Si algo caracteriza a la infancia y, especialmente, a la adolescencia es la estructuración de la personalidad, sabiendo que dos son los principales mecanismos que empleamos para conformar la personalidad a lo largo del tiempo:
La experiencia directa que permite a la persona, desde muy pequeño, ir probando distintas acciones y, por ensayo y error, aprender aquello que es agradable o desagradable. Lo primero, se convierte en fuente de deseo, generando tendencias hacia su logro; mientras que lo desagradable, se tiende a evitar o incluso a huir de ello.
El aprendizaje vicario, también conocido como aprendizaje observacional, por el cual la persona es capaz de aprender las consecuencias de determinadas acciones, viendo los resultados que estas generan en otros. Por ejemplo, un bebé es capaz de aprender a no tocar las cosas puntiagudas si ve cómo otra persona se lastima al hacerlo.
Es decir, hasta que se establece, la personalidad va a verse influenciada por las circunstancias externas y, si estas no son favorables, como en el caso de la pandemia actual, pueden tener consecuencias en el futuro de la salud mental del menor.
Hay que tener en cuenta que, desde hace tiempo, se conoce la relación entre el tipo de personalidad y la salud física; así el tipo A, que fue el primero en descubrirse, está asociado con una persona dinámica y activa, siempre con prisas, muy competitiva, en contraste con el tipo B en donde la persona se toma la vida con calma, con relajación continua y sin estrés.

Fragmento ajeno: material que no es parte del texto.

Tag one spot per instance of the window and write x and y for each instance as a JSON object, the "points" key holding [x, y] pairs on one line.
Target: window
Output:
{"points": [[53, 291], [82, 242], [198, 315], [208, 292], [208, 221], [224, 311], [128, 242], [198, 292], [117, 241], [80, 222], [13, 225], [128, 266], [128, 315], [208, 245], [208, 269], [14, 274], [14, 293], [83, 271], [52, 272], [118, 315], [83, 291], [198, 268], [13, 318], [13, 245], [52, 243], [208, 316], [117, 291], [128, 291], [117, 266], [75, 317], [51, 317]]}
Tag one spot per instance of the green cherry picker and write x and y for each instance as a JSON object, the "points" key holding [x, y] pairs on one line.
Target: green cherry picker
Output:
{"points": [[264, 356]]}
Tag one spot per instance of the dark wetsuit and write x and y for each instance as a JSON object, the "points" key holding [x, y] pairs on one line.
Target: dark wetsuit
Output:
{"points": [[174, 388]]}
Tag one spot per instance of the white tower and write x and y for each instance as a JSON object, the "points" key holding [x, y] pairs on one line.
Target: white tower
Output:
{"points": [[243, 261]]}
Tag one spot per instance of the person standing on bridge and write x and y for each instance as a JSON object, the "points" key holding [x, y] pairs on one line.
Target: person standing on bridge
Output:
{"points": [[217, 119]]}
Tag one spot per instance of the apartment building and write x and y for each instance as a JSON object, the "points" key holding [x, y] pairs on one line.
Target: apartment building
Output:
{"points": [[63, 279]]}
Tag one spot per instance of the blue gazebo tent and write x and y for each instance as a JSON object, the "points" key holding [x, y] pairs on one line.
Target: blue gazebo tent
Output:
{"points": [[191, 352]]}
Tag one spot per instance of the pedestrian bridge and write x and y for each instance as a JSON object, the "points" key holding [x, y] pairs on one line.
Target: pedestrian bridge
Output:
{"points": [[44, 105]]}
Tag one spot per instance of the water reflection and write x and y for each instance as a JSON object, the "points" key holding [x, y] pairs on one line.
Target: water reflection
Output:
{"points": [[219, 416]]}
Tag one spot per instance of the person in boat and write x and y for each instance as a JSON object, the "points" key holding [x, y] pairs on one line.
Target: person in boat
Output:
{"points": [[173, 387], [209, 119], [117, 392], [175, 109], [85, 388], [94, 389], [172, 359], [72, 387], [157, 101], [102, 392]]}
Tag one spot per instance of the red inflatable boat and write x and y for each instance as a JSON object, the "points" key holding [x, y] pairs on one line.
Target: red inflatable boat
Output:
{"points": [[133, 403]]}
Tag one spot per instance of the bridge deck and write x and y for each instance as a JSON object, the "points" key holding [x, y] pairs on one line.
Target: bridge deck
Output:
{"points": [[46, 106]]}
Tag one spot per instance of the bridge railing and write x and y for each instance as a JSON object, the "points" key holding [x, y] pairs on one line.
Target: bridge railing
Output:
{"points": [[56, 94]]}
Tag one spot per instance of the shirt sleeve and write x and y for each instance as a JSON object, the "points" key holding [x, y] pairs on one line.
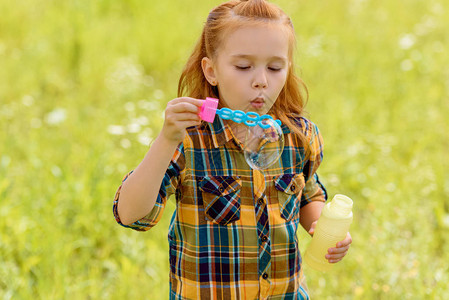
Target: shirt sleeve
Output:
{"points": [[168, 187], [314, 190]]}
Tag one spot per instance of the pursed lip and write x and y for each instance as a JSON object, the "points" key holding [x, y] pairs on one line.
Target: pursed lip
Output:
{"points": [[258, 100]]}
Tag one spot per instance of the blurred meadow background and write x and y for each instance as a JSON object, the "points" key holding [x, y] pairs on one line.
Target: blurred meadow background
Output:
{"points": [[83, 87]]}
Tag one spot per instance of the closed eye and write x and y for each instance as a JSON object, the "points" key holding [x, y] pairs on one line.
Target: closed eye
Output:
{"points": [[242, 67]]}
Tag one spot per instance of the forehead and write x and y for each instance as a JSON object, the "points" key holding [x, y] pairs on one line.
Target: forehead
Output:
{"points": [[261, 41]]}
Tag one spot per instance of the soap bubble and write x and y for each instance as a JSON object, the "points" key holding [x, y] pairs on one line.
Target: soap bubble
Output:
{"points": [[263, 144]]}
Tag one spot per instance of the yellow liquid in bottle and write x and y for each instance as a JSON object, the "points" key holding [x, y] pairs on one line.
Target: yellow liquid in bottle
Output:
{"points": [[332, 227]]}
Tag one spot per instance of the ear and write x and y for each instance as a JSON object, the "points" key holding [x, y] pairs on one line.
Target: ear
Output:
{"points": [[209, 71]]}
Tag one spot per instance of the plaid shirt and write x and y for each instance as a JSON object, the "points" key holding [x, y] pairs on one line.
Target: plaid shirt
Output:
{"points": [[233, 233]]}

Las personas con el tipo A tienen una mayor probabilidad de sufrir problemas asociados con el corazón, mientras que los del tipo B parecen proteger dicho músculo, ya que su tasa de problemas coronarios es menor.
En la personalidad tipo C hay un alto nivel de expresión de la emoción, particularmente de las emociones positivas, mostrándose como una persona muy optimista, con un ocultamiento de las emociones negativas para el resto de la gente; esta personalidad se asocia con un incremento en la probabilidad de sufrir reumatismo, infecciones, alergias, enfermedades de la piel y cáncer.
En el tipo D de personalidad, quizás el menos conocido, la persona exhibe un alto nivel de autoexigencia, con comportamiento hiperactivo y baja autoestima. Como resultado de una desconexión entre el mundo emocional y «racional», las personas con esta personalidad tienen más posibilidad de sufrir enfermedades psicosomáticas. La colitis ulcerosa, péptido de úlceras, trastornos vasculares, como la hipertensión y la cardiopatía isquémica, son más probables con este tipo de personalidad.
Los altos niveles de estrés y angustia ante la incertidumbre de un contagio por un virus «invisible» que han estado viviendo los menores, ya sea durante el confinamiento o por las restricciones posteriores, pueden acarrear consecuencias en la salud mental y en la conformación de la personalidad y, por supuesto, en algunos casos puede provocar un trauma, el cual deberá de ser atendido y tratado por un especialista.
Si bien se esperaría que, cuando la COVID-19 «pase», los niveles de estrés generado y sus consecuencias para la salud mental desaparezcan, esto no siempre se corresponde con la realidad observada en pandemias anteriores, donde se ha comprobado cómo un pequeño porcentaje de la población puede precisar de ayuda profesional durante bastante tiempo para poder llevar una vida lo más normal posible.
De hecho, en la pandemia actual, ya se ha informado de cómo aquellos que padecían patologías previas las han visto incrementadas, además de surgir, entre la población sin patologías previas, síntomas ansiosos y depresivos.
Cabe destacar la vulnerabilidad de los menores, cuya personalidad está en formación, de ahí que haya que prestarles especial atención y, si bien, parecen ser menos afectados por las consecuencias físicas de la COVID-19, no son «inmunes» a las consecuencias psicológicas que esta situación conlleva.